Ввиду того, что эмаль необычайно капризна в отношении температуры и от перегрева на несколько градусов легко меняет задуманный мастером цвет, эта часть работы требовала огромного опыта и верного глаза.
В современной эмалевой промышленности применяется сложная система пироскопов, позволяющих точно определять нужную температуру[787]. В распоряжении киевских эмальеров были только опыт и производственная интуиция. Если из рук мастеров выходили изделия, изумительные по красочности, сочности и чистоте тонов, то это следует объяснить только длительной выучкой мастеров. Недаром в Западной Европе срок ученичества у эмальеров был самым продолжительным по сравнению с другими ремеслами: ученик должен был учиться 10 лет для того, чтобы стать подмастерьем[788].
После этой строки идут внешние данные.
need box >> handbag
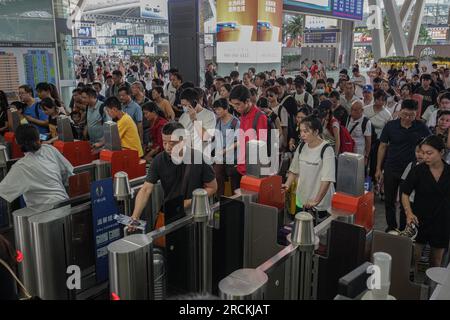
[0,258,37,300]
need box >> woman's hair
[437,110,450,120]
[151,86,165,99]
[10,101,26,113]
[300,116,323,135]
[220,83,232,94]
[0,234,16,268]
[256,97,269,109]
[420,135,445,153]
[265,86,280,96]
[315,100,333,121]
[213,98,229,111]
[142,101,166,119]
[400,83,412,93]
[40,97,57,110]
[15,124,41,153]
[297,107,311,117]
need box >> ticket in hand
[114,214,147,230]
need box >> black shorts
[416,224,450,249]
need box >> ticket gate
[99,121,146,180]
[218,153,374,300]
[3,109,23,159]
[12,173,161,300]
[53,116,97,166]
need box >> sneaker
[387,229,400,236]
[398,223,418,241]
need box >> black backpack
[277,94,298,143]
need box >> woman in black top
[40,98,64,144]
[401,135,450,268]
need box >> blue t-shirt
[24,102,49,134]
[123,100,143,124]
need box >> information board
[91,178,121,284]
[284,0,364,21]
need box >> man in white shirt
[363,90,393,139]
[165,68,179,106]
[351,67,367,98]
[293,77,314,109]
[426,92,450,128]
[347,100,372,165]
[340,81,360,113]
[444,68,450,89]
[179,88,216,152]
[363,90,393,180]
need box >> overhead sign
[217,0,283,64]
[284,0,364,21]
[140,0,168,20]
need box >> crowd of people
[1,58,450,285]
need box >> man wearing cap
[363,85,374,106]
[351,67,367,98]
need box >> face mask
[316,89,325,95]
[182,106,189,113]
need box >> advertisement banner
[217,0,282,64]
[144,34,155,54]
[140,0,168,20]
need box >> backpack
[297,142,333,160]
[277,94,298,143]
[337,123,356,153]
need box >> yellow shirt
[117,113,144,157]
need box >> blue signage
[78,27,92,38]
[284,0,364,21]
[91,178,122,283]
[332,0,364,20]
[116,29,128,37]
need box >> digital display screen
[78,27,92,38]
[284,0,364,21]
[116,29,128,37]
[79,39,97,46]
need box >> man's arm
[364,135,371,165]
[375,142,388,181]
[25,116,48,127]
[137,122,143,143]
[131,182,154,220]
[183,179,218,208]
После плавки эмалевой массы выступающие концы перегородок слегка расклепывались для более прочного удержания эмали и для усиления золотого контура. Затем мастер тщательно шлифовал всю поверхность щитка так, чтобы золотой фон, эмаль и золотые перегородки представляли одну гладкую сплошную поверхность. Эта тщательность шлифовки способствовала необычайной прочности и стойкости эмалей. Пролежав сотни лет в земле, они в большинстве случаев отличаются такой свежестью и яркостью, как будто только что выпущены из мастерской. Отшлифованные щитки спаивались попарно, украшались жемчугом, изредка сканно-зерненым обрамлением, скреплялись с дужкой, и длительный процесс производства колтов был закончен. Аналогично изготовлялись и другие золотые вещи.
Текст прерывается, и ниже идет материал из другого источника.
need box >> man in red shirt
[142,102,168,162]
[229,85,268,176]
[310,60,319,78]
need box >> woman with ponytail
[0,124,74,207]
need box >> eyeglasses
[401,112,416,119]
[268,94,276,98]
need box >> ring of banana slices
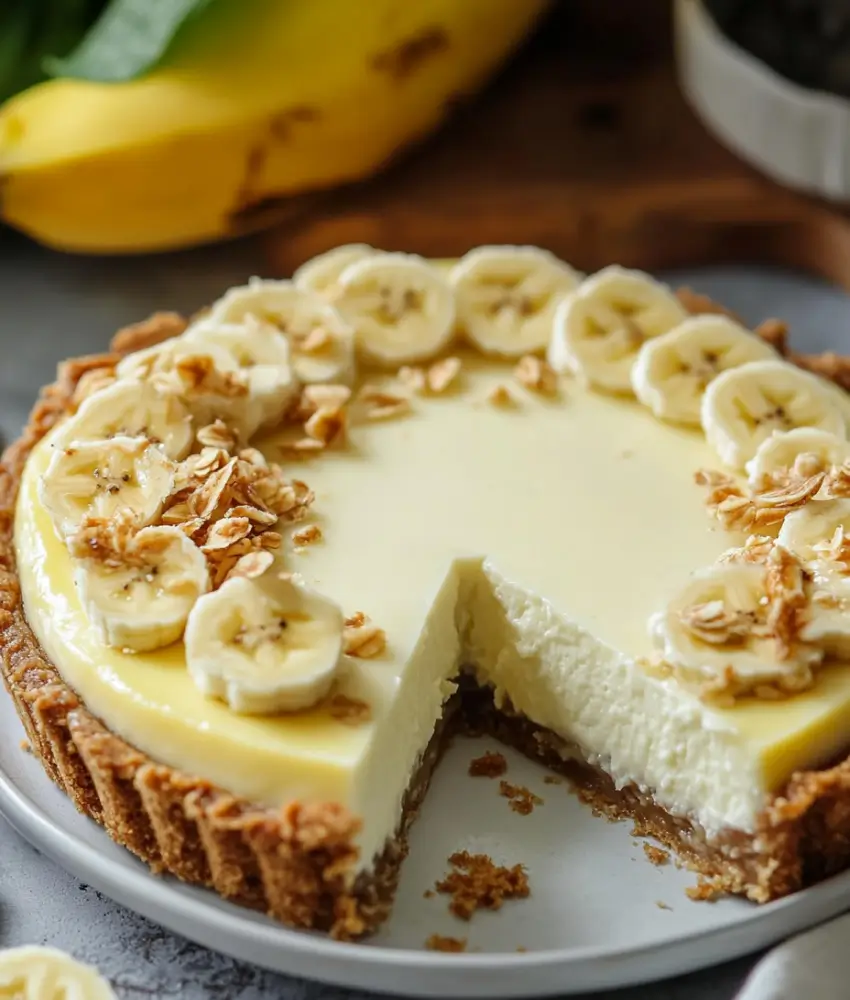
[40,243,850,713]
Ассортимент золотых вещей с перегородчатой эмалью очень разнообразен. Мы встречаемся здесь с прекрасными зубчатыми диадемами, напоминающими зубчатые короны[789]. На одной из них в пышном орнаментальном окружении изображена широко распространившаяся в XI–XII вв. легенда о полете Александра Македонского на грифонах. На другой представлен деисусный чин, а по концам две женские головки в золотых венцах с цветными вставками (эмаль?), с колтами, висящими на длинных подвесках. Церковные и светские, христианские и языческие сюжеты постоянно переплетаются в русском художественном ремесле.